Introduction to useful functions in Excel

MVEN10 Risk Assessment in Environment and Public Health

Author

Ullrika Sahlin

Exercise overview

Work alone or in pairs. If you don’t have Excel on your computer, collaborate with someone that does.

Background

Microsoft Excel is a common software in risk analysis. The primary use is to organise and extract data, but it is also possible to build models and perform analysis and simulations in Microsoft Excel.

There are several commercial add-on packages designed for specific purposes. One example is @RISK for probabilistic risk analysis in Excel. It includes functions such as fitting distributions to data and performing Monte Carlo simulation.

We are not teaching using @RISK at this course, but you are welcome to download a free demo and try it.

Another example is the Monte Carlo Risk Assessment platform that has been developed by several projects and is accepted by EFSA for use in assessment.

The purpose with this exercise is to refresh some functions in Excel that might be useful for the course.

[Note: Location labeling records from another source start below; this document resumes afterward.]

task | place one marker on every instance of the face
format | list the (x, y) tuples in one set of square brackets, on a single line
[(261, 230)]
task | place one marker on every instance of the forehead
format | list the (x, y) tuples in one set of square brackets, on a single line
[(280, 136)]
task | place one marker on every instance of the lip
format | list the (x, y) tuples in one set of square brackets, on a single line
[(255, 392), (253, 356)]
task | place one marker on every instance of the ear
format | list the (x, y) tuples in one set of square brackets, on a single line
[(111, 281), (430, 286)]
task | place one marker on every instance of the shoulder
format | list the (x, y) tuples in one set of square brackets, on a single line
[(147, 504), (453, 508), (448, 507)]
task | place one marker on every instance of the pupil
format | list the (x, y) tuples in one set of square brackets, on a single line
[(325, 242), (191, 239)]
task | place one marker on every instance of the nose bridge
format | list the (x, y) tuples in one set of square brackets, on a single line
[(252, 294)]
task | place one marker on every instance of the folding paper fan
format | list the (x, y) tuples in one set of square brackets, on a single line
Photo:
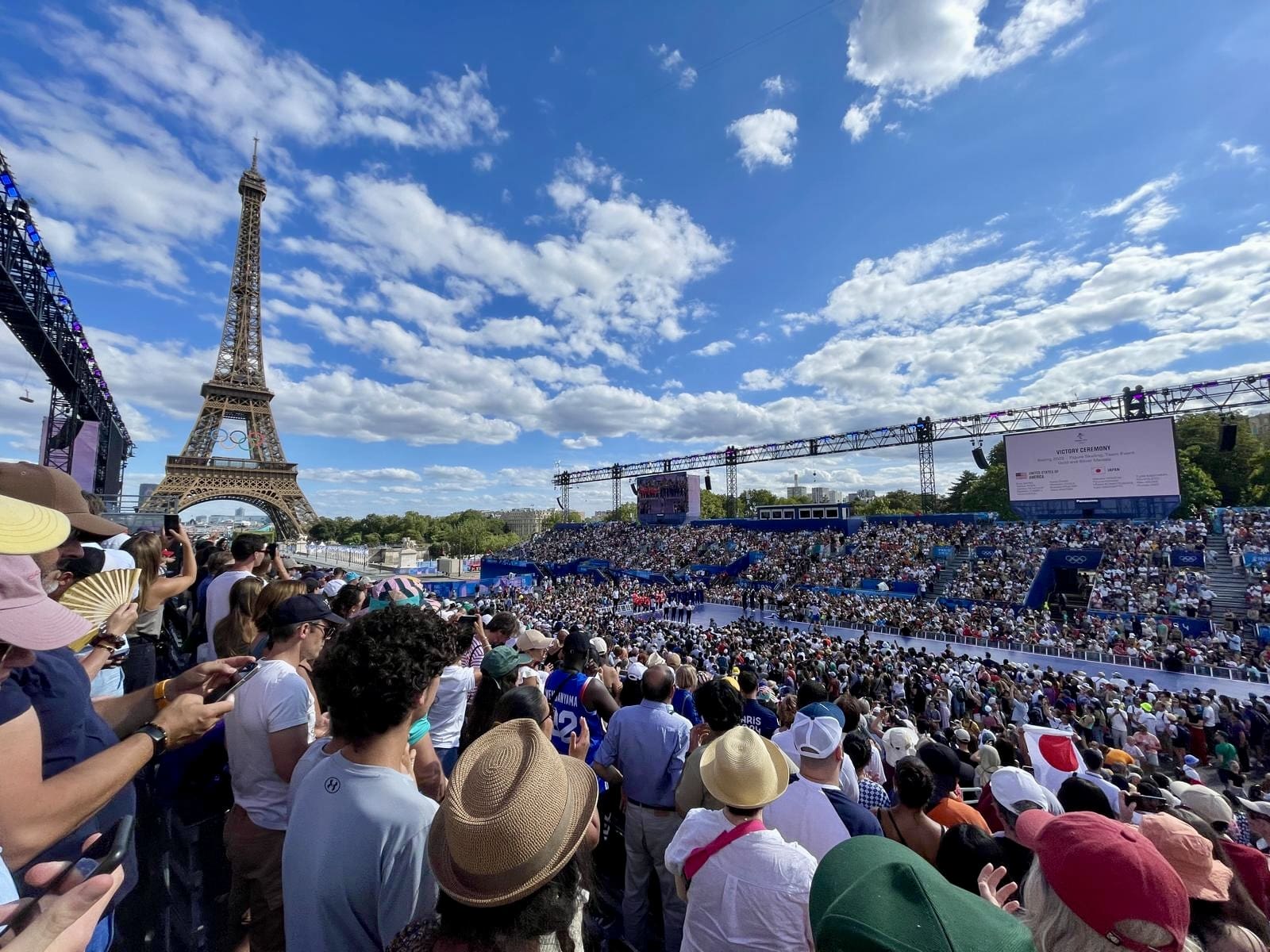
[(98, 596)]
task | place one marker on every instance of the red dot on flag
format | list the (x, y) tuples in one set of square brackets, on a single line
[(1058, 752)]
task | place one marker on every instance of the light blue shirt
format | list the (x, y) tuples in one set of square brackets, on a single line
[(648, 744)]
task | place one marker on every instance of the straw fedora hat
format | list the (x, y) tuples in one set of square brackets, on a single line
[(742, 768), (514, 816)]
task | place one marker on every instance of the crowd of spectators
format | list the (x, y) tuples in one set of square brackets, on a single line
[(552, 767)]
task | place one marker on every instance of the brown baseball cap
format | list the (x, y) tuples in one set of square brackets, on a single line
[(44, 486)]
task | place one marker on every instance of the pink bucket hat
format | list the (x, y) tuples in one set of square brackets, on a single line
[(29, 617)]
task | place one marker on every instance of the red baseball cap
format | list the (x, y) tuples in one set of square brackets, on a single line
[(1108, 873)]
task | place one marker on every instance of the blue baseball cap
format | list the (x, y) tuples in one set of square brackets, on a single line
[(823, 708)]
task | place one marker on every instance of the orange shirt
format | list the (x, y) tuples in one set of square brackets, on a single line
[(1115, 755), (954, 812)]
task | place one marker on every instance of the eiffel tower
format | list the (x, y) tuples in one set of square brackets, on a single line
[(237, 406)]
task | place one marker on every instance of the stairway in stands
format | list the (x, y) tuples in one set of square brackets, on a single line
[(950, 571), (1227, 587)]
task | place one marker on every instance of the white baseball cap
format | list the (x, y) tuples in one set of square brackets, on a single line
[(816, 736), (1013, 786), (899, 743)]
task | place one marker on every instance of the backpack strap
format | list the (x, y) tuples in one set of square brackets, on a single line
[(702, 854)]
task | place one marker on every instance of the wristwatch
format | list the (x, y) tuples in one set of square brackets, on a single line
[(158, 735)]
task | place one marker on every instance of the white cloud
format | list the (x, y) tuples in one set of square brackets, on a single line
[(1071, 46), (618, 278), (116, 148), (714, 348), (672, 61), (1248, 152), (762, 380), (391, 474), (860, 117), (776, 86), (766, 139), (202, 67), (921, 48), (1146, 209)]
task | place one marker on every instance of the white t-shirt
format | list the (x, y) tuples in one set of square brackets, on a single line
[(314, 755), (217, 605), (355, 863), (804, 816), (749, 895), (846, 776), (450, 706), (275, 700)]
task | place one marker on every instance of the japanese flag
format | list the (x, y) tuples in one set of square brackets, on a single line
[(1053, 754)]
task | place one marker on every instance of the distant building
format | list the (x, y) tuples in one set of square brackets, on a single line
[(1260, 425), (524, 522)]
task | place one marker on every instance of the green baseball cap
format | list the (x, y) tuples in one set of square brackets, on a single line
[(874, 895), (502, 660)]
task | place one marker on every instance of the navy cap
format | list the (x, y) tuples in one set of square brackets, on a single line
[(823, 708), (305, 608)]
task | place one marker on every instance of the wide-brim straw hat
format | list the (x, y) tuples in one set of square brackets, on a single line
[(514, 816), (745, 770)]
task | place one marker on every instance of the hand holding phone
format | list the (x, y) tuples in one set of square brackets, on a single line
[(241, 677), (83, 882)]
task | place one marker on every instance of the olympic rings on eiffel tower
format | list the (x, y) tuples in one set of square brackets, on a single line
[(237, 440)]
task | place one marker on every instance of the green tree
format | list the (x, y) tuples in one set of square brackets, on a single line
[(956, 499), (556, 517), (1259, 486), (1232, 473), (990, 493), (713, 505), (749, 501), (1197, 486), (901, 501)]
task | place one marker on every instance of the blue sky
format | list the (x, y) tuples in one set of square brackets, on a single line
[(507, 236)]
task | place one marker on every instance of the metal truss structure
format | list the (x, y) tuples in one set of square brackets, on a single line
[(1180, 400), (33, 304), (237, 410)]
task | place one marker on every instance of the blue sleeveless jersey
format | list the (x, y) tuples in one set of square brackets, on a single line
[(564, 691)]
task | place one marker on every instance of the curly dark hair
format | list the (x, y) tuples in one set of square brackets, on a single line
[(548, 912), (347, 601), (371, 677), (719, 704), (914, 782)]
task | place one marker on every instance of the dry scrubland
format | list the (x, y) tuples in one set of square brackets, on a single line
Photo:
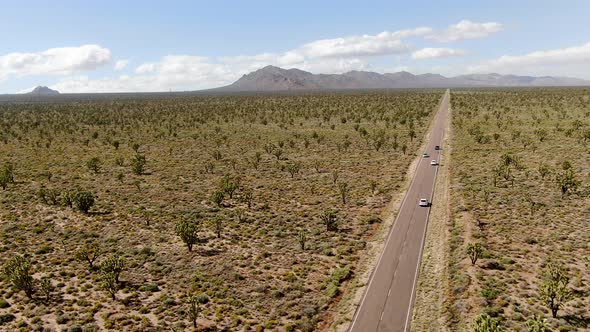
[(520, 188), (249, 180)]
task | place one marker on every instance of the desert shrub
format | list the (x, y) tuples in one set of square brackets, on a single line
[(113, 265), (17, 272), (554, 291), (474, 251), (188, 232), (83, 200), (94, 164), (138, 164), (485, 323), (329, 219), (88, 253)]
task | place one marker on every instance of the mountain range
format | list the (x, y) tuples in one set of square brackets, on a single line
[(43, 91), (271, 78)]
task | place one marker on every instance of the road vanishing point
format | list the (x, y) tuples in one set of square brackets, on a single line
[(389, 297)]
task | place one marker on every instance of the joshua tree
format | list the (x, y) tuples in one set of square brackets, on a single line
[(88, 253), (255, 161), (113, 265), (138, 164), (544, 170), (537, 324), (247, 197), (554, 291), (335, 176), (218, 223), (83, 200), (229, 185), (109, 283), (302, 238), (343, 189), (567, 181), (329, 219), (17, 271), (217, 197), (47, 288), (188, 232), (373, 186), (475, 251), (193, 309), (485, 323), (293, 168), (94, 164)]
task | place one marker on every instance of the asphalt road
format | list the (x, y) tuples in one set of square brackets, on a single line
[(389, 297)]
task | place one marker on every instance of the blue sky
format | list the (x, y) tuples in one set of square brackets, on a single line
[(102, 46)]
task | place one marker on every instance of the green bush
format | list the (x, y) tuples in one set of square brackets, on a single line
[(83, 200)]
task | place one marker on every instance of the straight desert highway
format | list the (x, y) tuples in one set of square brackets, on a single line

We will later show how to do this in R

Purpose

To learn

the basic functions to calculate the average, standard deviation, quantile and size of a sample
how to plot a histogram
how to plot a probability density function
how to sample from a probability distribution
to illustrate the convergence of a sample statistics to the theoretical values, which is the fundamental behind Monte Carlo simulations

Content

The students explore an excel file with prepared functions

Duration

40 minutes

Reporting

Be prepared to report back at the end of the exercise.

Preparations

Download the prepared Excel file and save on your computer.

Make sure you have activated the Excel Add-in Analysis ToolPak.

Go to the Data tab.. It is active if you have an icon with Data Analysis in the header.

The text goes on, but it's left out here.